KRCO
- Prineville, Oregon; United States;
- Broadcast area: Bend, Oregon
- Frequency: 690 kHz
- Branding: 92.5 The Ticket

Programming
- Format: Sports
- Affiliations: Fox Sports Radio Oregon State Beavers Portland Trail Blazers Seattle Seahawks

Ownership
- Owner: Horizon Broadcasting Group
- Sister stations: KQAK, KRCO-FM, KWPK-FM

History
- First air date: February 1, 1950
- Call sign meaning: Central Oregon

Technical information
- Licensing authority: FCC
- Facility ID: 27171
- Class: D
- Power: 1,000 watts (day); 77 watts (night);
- Transmitter coordinates: 44°20′28″N 120°54′24″W﻿ / ﻿44.34111°N 120.90667°W
- Translator: 92.5 K223DJ (Prineville)
- Repeater: 105.7 KQAK-HD3 (Bend)

Links
- Public license information: Public file; LMS;
- Webcast: Listen live
- Website: 925theticket.com

= KRCO (AM) =

Radio station in Prineville–Bend, Oregon

KRCO (690 kHz) is a commercial sports AM radio station in Prineville in the U.S. state of Oregon. It broadcasts to the Bend area. On October 23, 2008, KRCO started broadcasting on 96.9 FM (call sign K245BC) via translator.
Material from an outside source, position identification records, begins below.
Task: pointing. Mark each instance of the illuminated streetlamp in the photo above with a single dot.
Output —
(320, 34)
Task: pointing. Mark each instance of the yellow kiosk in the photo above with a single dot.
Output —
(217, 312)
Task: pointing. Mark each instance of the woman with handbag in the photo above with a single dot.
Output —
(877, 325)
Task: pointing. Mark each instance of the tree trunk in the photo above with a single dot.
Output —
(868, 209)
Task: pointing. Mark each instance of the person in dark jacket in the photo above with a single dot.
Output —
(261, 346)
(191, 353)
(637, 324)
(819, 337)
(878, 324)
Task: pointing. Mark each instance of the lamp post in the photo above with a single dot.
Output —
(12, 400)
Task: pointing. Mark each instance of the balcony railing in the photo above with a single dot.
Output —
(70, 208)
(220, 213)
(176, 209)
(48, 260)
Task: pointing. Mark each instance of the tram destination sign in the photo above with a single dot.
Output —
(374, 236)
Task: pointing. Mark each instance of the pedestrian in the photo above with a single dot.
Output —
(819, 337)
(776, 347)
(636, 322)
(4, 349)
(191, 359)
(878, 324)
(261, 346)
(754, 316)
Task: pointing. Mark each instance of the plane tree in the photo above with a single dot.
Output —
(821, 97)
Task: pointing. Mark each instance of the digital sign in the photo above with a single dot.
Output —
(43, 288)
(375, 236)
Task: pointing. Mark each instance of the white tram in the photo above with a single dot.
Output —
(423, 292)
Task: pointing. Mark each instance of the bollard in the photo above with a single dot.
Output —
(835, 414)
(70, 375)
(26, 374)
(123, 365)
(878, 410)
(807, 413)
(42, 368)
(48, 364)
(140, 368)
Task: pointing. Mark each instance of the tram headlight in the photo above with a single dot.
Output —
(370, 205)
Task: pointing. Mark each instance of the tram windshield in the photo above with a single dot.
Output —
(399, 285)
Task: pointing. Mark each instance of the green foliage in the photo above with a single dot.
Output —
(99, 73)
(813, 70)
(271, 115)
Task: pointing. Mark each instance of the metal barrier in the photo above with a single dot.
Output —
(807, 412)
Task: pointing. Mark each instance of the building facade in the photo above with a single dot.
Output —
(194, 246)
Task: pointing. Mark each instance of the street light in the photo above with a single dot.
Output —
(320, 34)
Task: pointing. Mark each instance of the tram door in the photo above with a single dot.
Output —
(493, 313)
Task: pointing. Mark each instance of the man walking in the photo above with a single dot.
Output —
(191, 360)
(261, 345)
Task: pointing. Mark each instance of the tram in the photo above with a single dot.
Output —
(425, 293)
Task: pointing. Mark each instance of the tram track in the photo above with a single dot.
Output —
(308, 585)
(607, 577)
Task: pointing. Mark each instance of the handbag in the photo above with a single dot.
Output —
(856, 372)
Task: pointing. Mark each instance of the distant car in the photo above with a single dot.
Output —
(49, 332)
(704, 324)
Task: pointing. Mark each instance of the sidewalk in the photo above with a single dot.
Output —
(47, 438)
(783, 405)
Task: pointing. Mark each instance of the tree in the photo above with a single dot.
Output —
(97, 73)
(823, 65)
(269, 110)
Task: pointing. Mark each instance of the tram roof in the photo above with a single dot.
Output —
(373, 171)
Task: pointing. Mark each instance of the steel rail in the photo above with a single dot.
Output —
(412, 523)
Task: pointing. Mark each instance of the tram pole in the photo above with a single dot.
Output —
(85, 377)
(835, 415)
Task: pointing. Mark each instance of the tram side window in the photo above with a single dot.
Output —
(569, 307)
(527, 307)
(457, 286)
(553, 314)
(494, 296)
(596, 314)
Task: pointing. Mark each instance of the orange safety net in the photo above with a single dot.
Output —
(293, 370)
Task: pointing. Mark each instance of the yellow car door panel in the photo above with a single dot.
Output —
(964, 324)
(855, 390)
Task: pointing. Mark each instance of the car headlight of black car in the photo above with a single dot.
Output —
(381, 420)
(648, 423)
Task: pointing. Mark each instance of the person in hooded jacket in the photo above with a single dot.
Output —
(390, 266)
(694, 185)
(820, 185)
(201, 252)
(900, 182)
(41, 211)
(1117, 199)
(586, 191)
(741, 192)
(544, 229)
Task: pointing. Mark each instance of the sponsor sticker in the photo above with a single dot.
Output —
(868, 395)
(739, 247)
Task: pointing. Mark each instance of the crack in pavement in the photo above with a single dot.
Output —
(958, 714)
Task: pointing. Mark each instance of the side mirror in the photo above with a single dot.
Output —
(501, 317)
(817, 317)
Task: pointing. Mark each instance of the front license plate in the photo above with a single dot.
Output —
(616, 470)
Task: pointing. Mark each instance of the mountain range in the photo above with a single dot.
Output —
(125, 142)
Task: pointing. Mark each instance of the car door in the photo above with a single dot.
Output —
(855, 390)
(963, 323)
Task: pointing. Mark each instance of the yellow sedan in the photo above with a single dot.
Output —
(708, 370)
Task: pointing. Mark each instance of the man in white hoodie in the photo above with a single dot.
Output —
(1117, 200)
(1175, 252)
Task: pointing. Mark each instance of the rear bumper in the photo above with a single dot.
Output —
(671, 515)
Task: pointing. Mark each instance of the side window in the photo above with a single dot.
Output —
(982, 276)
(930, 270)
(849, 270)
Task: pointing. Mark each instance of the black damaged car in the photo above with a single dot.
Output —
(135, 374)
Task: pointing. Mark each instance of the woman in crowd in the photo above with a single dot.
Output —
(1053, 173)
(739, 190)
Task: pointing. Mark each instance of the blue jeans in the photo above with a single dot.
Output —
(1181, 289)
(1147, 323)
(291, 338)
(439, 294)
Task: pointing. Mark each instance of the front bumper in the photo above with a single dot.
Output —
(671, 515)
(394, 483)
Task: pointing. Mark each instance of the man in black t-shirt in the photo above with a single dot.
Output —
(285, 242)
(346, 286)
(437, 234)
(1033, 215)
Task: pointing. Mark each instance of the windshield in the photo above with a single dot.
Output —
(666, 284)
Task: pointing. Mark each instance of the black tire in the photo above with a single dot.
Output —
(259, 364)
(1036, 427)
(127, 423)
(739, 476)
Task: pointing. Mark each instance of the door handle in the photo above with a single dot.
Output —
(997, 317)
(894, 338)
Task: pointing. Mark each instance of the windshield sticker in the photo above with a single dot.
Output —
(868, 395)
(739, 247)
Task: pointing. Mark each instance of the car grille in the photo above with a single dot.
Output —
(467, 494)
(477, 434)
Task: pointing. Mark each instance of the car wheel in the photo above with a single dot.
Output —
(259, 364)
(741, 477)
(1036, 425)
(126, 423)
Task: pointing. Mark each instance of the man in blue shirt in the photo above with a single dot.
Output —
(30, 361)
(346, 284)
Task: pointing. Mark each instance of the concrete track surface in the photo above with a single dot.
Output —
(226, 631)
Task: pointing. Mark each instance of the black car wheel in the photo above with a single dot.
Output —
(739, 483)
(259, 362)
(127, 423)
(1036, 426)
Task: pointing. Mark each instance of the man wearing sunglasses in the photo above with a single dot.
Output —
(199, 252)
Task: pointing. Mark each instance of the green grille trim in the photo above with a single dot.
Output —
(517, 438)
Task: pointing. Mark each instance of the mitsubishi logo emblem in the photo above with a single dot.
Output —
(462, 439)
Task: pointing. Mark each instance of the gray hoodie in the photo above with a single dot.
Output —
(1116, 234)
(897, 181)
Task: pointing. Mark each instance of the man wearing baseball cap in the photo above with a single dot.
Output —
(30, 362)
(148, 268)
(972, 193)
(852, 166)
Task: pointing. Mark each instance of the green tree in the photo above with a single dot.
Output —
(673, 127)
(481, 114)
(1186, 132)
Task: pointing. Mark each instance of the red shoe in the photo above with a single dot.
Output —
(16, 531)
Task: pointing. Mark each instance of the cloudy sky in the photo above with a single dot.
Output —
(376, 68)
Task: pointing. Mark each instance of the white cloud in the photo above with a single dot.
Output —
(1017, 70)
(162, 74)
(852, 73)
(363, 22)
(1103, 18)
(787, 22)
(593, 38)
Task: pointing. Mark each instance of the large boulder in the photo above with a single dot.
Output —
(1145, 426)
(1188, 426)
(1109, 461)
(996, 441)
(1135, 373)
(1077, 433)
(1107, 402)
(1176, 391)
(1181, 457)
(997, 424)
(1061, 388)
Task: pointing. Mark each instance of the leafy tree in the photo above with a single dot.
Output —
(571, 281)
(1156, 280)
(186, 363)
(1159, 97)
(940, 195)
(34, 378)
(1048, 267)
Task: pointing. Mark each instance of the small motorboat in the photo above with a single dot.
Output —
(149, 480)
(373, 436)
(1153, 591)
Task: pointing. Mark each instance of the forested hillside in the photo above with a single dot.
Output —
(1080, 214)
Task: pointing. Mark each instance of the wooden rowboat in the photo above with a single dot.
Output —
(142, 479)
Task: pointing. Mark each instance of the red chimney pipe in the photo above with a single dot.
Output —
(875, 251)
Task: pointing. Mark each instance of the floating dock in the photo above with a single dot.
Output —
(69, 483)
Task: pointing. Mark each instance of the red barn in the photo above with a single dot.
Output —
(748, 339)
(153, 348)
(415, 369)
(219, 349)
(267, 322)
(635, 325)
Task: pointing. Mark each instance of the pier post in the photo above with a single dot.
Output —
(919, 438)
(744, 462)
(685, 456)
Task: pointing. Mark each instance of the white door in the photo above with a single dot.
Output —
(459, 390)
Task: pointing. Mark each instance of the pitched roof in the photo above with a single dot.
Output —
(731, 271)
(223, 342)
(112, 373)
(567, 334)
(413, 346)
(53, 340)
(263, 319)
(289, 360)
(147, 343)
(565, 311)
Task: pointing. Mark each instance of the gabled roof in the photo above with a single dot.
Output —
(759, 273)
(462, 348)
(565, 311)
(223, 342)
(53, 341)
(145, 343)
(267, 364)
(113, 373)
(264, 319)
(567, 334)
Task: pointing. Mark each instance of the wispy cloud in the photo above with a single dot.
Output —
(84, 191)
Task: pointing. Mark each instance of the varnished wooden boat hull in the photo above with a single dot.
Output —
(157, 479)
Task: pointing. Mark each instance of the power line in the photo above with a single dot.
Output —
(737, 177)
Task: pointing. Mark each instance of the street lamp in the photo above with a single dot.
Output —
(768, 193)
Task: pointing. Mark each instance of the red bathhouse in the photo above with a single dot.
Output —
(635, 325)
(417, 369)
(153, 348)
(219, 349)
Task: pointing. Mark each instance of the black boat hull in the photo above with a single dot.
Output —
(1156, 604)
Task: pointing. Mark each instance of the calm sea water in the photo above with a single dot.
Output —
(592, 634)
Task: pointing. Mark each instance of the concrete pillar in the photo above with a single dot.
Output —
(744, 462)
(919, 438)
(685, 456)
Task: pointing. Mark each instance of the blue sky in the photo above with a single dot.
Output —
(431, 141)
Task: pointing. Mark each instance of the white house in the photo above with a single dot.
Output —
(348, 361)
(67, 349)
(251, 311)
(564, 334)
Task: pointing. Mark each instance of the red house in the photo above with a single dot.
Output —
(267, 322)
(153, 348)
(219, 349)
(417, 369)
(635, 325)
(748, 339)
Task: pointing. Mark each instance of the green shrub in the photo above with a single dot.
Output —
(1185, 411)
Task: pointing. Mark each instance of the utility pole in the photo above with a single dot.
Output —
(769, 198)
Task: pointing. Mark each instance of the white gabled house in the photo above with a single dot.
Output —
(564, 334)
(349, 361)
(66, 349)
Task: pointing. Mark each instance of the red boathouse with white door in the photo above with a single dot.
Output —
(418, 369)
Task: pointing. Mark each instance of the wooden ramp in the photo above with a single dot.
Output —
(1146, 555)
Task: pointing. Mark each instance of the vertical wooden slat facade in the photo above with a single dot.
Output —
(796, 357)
On April 1, 2022, KRCO changed their format from classic country (which moved to KRCO-FM 95.7 Prineville) to sports, branded as "96.9 The Ticket".

On March 13, 2023, KRCO rebranded as "92.5 The Ticket" as its K245BC translator moved from 96.9 FM in Prineville to 92.5 FM in Bend. The translator is fed by the HD3 channel of KQAK, also in Bend.